Many of the clinics are beginning to prepare for an influx, despite not knowing how many patients will buy on the exchange or enroll in the Medicaid program. In the meantime, primary care staff, as well as workers that will go into communities to educate people about reform, are being hired by community health centers as they brace for new patients.
NACHC currently estimates that there are 60 million people without access to a primary care provider, and many of them do actually have insurance — just no place to go for care. By creating more "health care homes" where people have access to affordable health care, expenses will go down and a more efficient health care system based on prevention and wellness will emerge, according NACHC's Farber.
It's not all sunshine and lollipops for community health centers, though.
Although they recently received funding, centers are still struggling. In March, more than 5 percent of their base funding met the chopping block under across-the-board U.S. government budget cuts. According to the Kaiser Family Foundation, this means 900,000 fewer patients will be served by the centers and 3 million fewer visits will be accommodated this year.
Centers are relying on enrolling patients having some insurance from the ACA. In the meantime, health centers will survive by stitching together grants.
For hospitals, federal payments are being tied to surveys that gauge patient opinions on matters like noise, cleanliness, communication and pain management. The happier the patients, the more cash the hospital rakes in.

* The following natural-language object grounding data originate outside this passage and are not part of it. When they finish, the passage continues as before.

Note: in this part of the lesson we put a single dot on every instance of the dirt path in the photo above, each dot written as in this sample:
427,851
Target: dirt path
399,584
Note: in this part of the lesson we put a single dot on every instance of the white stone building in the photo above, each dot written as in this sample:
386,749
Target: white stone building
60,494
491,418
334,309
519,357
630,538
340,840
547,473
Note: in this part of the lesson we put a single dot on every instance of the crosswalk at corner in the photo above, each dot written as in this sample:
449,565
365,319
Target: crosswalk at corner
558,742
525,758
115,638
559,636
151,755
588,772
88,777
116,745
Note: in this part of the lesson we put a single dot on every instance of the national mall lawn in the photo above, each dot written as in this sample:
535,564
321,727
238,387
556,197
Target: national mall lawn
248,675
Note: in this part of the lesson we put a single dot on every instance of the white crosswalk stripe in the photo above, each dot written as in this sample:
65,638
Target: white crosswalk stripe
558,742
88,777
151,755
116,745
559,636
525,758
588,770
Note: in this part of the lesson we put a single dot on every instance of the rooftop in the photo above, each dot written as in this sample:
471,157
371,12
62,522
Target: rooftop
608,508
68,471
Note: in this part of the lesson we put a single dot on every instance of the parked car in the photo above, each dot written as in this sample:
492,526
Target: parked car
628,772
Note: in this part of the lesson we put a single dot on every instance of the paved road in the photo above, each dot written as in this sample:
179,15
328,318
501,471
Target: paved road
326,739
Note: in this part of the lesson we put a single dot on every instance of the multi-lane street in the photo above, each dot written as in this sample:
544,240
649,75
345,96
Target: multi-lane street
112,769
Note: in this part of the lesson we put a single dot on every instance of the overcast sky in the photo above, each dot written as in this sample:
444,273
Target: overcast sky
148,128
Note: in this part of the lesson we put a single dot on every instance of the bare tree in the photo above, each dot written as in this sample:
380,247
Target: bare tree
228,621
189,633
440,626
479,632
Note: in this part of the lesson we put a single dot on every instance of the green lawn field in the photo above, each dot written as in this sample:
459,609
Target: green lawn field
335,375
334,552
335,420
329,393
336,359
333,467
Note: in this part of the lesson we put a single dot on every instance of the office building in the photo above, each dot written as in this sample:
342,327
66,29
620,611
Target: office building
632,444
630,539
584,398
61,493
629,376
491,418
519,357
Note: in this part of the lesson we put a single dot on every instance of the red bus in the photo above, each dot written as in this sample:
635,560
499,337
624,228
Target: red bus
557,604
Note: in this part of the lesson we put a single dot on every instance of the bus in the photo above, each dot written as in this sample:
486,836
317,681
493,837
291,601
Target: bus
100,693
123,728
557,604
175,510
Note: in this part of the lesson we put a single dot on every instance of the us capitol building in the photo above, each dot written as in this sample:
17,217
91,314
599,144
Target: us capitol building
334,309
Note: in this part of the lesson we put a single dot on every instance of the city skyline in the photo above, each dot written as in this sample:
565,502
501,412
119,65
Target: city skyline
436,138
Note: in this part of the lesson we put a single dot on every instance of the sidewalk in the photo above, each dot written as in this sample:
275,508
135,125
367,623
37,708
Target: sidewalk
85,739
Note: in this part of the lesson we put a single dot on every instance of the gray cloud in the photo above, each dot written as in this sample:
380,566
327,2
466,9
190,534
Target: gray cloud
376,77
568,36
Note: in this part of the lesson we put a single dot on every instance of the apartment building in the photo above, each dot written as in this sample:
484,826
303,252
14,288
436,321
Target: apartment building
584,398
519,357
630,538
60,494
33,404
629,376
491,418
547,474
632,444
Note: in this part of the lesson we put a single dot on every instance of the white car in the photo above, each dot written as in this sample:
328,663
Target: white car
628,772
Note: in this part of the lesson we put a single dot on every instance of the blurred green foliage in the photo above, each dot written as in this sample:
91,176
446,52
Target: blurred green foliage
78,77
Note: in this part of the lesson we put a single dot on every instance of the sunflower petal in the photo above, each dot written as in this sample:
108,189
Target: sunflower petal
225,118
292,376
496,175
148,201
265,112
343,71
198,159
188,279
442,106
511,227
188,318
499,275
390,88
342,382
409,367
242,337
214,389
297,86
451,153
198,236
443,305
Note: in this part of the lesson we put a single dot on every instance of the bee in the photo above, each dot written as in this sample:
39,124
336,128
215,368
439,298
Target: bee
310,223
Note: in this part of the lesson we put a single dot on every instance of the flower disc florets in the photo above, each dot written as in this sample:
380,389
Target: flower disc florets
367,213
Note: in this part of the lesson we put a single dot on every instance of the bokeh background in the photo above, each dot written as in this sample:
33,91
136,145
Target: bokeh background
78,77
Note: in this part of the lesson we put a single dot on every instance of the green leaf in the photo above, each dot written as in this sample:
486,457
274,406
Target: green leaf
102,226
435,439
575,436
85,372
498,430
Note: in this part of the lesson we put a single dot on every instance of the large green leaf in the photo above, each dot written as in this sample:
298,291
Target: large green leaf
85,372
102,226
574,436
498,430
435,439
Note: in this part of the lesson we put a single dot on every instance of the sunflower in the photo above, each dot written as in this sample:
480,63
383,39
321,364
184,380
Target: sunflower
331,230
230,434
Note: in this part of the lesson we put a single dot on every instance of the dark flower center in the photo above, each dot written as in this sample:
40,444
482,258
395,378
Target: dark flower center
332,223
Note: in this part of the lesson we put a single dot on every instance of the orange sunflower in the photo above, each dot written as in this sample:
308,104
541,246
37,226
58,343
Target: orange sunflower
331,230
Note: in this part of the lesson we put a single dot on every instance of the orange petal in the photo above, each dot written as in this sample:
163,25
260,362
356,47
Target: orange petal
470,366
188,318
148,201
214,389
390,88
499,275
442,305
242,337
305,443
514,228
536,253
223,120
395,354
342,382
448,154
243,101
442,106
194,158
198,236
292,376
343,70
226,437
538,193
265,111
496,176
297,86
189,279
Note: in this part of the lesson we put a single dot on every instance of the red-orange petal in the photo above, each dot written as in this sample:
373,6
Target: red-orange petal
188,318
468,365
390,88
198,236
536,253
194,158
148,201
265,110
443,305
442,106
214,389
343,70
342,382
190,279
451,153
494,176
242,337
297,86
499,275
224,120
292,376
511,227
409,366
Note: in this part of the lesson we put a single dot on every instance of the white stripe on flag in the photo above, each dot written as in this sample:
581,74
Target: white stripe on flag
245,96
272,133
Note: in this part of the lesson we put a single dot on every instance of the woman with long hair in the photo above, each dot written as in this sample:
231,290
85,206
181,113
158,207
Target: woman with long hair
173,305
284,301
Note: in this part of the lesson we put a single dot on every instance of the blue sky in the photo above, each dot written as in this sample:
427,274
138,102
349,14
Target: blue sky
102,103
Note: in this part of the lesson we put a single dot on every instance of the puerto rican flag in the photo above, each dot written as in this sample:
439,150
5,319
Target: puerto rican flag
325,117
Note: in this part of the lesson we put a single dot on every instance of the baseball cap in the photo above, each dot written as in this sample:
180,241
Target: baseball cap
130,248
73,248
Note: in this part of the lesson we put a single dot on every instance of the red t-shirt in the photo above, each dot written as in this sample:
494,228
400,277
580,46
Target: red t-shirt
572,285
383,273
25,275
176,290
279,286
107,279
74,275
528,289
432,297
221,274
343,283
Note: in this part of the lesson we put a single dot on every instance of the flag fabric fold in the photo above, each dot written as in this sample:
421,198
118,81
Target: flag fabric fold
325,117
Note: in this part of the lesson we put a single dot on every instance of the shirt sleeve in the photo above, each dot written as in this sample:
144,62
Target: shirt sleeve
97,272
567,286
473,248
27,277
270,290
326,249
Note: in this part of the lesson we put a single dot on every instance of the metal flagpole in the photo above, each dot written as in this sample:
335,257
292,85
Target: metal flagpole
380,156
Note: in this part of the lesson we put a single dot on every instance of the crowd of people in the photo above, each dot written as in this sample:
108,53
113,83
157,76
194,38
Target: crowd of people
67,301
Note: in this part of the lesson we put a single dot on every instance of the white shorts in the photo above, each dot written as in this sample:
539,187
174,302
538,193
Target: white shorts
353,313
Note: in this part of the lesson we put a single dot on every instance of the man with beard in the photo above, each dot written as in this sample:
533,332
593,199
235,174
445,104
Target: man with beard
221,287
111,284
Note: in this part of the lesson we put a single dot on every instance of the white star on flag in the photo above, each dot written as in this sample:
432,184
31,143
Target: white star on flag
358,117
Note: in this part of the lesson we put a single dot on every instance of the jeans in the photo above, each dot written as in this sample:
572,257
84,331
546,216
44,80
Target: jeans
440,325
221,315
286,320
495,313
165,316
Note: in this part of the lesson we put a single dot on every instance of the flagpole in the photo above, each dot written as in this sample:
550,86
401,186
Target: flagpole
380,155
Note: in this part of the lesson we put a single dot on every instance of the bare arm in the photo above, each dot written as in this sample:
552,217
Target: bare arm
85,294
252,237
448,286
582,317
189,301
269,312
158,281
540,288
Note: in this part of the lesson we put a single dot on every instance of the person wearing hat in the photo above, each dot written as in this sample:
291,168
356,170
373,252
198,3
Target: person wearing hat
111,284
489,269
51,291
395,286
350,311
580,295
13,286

Nationwide, about $1 billion in payments will be based on hospitals' patient satisfaction scores and other clinical quality measures, under the health care law. Scores could impact patient retention.
Last month, a report issued by the American Hospital Association said 551 hospitals were acquired by other health systems between 2007 and 2012. This trend may be accelerated by the health law, reducing competition in markets and giving hospitals more leverage to raise prices.
By working together, community health centers and hospitals hope to mitigate funding and enrollment obstacles.